Automated identification of potential quotes
Potential quotes for use in the book were automatically created once interview transcripts were fed into the AI model created by the Bell and her team. (Vanderbilt Data Science Institute)

Deploying natural language processing analysis, Senior Data Scientist Charreau Bell, BE’09, PhD’18, and undergraduate student researcher Immanual John Milton worked with Noble to identify themes across interviews, such as invisibility and Opportunity Vanderbilt. They also were able to connect these themes to statements with the highest relevance for fast identification of potential quotes to include.  

“I’ve always loved looking for and finding connections between people and data. Within this project, I found those connections and, more importantly, I knew the project would have a clear positive impact on the Vanderbilt community,” Milton said. “Through our work, we delved into interviews and stumbled across shared experiences that were unexpected, but insightful. One such theme was of invisibility. It was heartbreaking to discover that Black students throughout Vanderbilt’s history have that shared experience. I hope our work can spark future research in this area and hopefully lead to change.” 

Visualizations for further insights
Visualizing data gave Rosevelt and his team the ability to develop further insights from the interviews. (Vanderbilt Data Science Institute)

Cutting down on manual work, the team built the back-end technology to extract demographics from interviews and visualizations of theme intersectionality. These visualizations make gleaning insights based on this intersectionality—including graduate year, student affiliations, Greek life and others—simpler and more accurate.  

“I was utterly amazed at the power of AI and more specifically, natural language processing. The processing speed of the algorithms and the graphics generated took an inherently qualitative project and strangely made it feel more quantitative,” Noble said. “Working with the DSI elevated my perspective on the usefulness of the data and the overall project.”        
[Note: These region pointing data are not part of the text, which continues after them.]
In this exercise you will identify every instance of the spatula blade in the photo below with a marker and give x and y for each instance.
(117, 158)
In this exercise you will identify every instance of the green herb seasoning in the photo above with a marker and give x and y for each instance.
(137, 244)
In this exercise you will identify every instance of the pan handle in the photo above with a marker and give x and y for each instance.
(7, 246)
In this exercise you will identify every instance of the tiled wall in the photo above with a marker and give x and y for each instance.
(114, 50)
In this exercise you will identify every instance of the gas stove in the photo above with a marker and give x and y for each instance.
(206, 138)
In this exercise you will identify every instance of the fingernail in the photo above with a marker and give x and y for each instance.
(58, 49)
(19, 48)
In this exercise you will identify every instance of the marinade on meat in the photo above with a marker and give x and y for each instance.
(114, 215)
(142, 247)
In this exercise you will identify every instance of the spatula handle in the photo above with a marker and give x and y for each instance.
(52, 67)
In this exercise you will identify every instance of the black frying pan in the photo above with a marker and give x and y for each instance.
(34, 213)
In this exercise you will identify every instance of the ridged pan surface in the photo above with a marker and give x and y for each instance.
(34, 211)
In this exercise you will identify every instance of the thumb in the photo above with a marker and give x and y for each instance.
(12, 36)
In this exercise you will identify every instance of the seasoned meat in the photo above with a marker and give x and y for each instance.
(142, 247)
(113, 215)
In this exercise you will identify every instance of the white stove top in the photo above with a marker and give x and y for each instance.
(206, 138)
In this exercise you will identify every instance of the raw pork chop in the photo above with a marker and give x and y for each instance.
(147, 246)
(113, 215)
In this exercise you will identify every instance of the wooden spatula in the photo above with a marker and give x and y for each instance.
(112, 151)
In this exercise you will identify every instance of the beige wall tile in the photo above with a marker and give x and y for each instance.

“Leveraging data science modeling approaches within this project has been powerful in revealing shared experiences for Black Vanderbilt students,” said Bell, who is also director of the data science minor at Vanderbilt. “Dr. Noble’s ongoing vision to provide an accessible and holistic view into the Black experience at Vanderbilt has generated catalogued photos, stories and video interviews of more than 500 students and alums. This provides a rich set of mixed media data to understand, learn from and plan a more inclusive future for our university.”

topic modeling
Theme identification was established through topic modeling. The bubble plot graph was generated with pyLDAvis. (Vanderbilt Data Science Institute)